One night at the Bennigan’s, she counted the people at the bar. There were three couples, her, and the bartender. That made eight total, and her mind just went from there. She stood up on the barstool, on the rungs that supported its legs, and beat the bar with her hand. That got everyone’s attention. She said, “I see there are eight of us here at this bar.” The people she addressed were total strangers. “Eight of us at this bar,” she continued, “and at my home, I have eight beds.” The bartender came over to ask her to lower her voice. She couldn’t remember who exactly, Eva maybe. “Now I would like to invite every one of you over to my house,” she said, “because I have a bed for each and every one of you. I want all of you to spend the night at my house. It’s about twenty… about forty, it’s… an hour or… don’t know how far away it is…” She kept going on and on until the manager came over. He tried to get her to sit down but she wouldn’t sit down. He tried to get her to be quiet but she snapped at him. “I will not be silenced!” The manager exchanged a look with the bartender. “Please excuse us,” he said to the others at the bar. “I will not be silenced, goddamn it!” she cried. “I’m inviting these good people to spend the night at my house!” The next thing she remembered was Emmett picking her up in the women’s room, where she had fallen asleep on the floor. She had rested her cheek on the toilet seat. That was the last time she was allowed back at the Bennigan’s. From then on, she started drinking at the T.G.I. Friday’s.

13

He did not go back to work after his lunch in Bryant Park. He stopped into a men’s store to buy an overcoat and a pair of gloves to warm him as the sun waned. The day was turning steadily colder. The saleswoman cut the tags from the overcoat and he walked out wearing it.
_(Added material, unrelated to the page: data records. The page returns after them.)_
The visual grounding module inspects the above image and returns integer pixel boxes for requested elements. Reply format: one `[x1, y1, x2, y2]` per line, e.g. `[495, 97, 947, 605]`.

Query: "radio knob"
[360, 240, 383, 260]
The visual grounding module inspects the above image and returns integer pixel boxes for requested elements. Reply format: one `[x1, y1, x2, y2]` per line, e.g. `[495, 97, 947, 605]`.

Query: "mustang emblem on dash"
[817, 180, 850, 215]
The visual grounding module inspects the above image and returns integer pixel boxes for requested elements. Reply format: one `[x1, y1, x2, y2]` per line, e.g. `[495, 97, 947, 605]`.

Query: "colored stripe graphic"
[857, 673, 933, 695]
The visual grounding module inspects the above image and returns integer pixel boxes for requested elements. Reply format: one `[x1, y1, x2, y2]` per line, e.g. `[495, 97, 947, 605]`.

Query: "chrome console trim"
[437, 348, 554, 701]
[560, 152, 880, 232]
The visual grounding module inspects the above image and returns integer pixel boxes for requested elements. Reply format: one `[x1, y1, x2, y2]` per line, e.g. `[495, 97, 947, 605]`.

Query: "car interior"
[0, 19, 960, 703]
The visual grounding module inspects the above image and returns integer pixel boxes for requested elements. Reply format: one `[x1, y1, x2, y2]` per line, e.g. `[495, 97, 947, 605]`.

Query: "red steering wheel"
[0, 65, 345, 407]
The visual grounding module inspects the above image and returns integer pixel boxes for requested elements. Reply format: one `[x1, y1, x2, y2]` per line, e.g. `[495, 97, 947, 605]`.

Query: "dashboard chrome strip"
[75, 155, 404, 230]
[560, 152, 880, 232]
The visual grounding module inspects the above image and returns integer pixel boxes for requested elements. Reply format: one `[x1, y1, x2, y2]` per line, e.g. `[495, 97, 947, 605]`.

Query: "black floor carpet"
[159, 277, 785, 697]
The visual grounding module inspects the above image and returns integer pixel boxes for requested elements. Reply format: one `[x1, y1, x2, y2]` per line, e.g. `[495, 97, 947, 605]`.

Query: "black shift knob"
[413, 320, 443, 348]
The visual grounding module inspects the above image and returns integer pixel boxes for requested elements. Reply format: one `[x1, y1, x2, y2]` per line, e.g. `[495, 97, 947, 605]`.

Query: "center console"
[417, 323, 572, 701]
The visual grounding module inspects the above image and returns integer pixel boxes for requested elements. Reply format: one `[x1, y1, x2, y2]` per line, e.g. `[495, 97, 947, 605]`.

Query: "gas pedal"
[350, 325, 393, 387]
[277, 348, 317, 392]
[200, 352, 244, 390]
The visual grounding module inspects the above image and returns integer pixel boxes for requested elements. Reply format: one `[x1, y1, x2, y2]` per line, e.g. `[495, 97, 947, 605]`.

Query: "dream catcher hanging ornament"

He moved along more comfortably. The luxury of being able to stop for a coat and gloves was a freedom he would never take for granted again.

He went inside a corner bar. The front window was covered with thin metal latticework befitting a hermitage or cloister. He eased onto the barstool as if it were a hot bath for sore joints. With the exception of maybe his desire for a lamb kebab, his thirst for a beer had been the greatest agony. When you wanted a drink and couldn’t have one, the city turned into one long block of lounges and Irish pubs, rathskellers, beer gardens, dive bars, taprooms with a pool table in back, flickering sports bars, wine bars, hotel bars dimly lit as water cascaded down one wall, tiki bars, nightclubs and brasseries and every other conceivable watering hole, including the convenience stores where they made your beer portable with a paper sack. All of them had remained just out of reach. The people he had passed in their windows, with their coats off and half-finished pints in hand, how he had despised them.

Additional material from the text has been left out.